The reader may be asking himself: What is the spiritual benefit of thinking about these things? The benefit is simply this. We must recognize, with full seriousness and sobriety, that the Church in her public prayer does not presume that she will be at peace, united, under good leadership, and heading in the right direction. She begs for it. And we must imitate her, we must internalize the same attitude. We are repeatedly and earnestly seeking these goods from the Lord in His mercy, and His answer partly depends on the faith and fervor with which we ask Him for them. We are warned by the Canon that without holding fast to the Catholic and orthodox faith, entire and inviolate, we cannot be saved, nor can our shepherds.

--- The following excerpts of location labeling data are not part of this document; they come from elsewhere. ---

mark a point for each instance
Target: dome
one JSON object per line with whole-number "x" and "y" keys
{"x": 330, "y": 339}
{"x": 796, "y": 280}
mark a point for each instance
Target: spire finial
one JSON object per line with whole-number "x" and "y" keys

This morning during the chanting of the (traditional) Litany of Saints at the blessing of Mother Cecilia as the first abbess of the Benedictines of Mary, Queen of Apostles, I noticed these petitions, which confirm the interpretation offered above of the Roman Canon:

That thou wouldst deign to rule and preserve Thy holy Church, we beseech thee, hear us.
That thou wouldst deign to preserve the Pope and all the ecclesiastical orders in holy religion...
That thou wouldst deign to grant peace and unity to all Christian people..

The second of these petitions is especially interesting: we are asking God to preserve the Pope in the virtue of religion, or in keeping the Catholic faith. There would be no point in asking for this, if it were not the kind of thing that could be absent or lost due to men’s sins and God’s just judgment.


[1] As John Pepino pointed out to me, the atque is a strong conjunction that adds something (often a greater specificity) to what came before; it isn’t just a synonym for et. It’s as though the text says that we are in communion with all who hold the correct faith, and moreover, with those who actively promote the correct faith. This could well be an echo of the Arian crisis.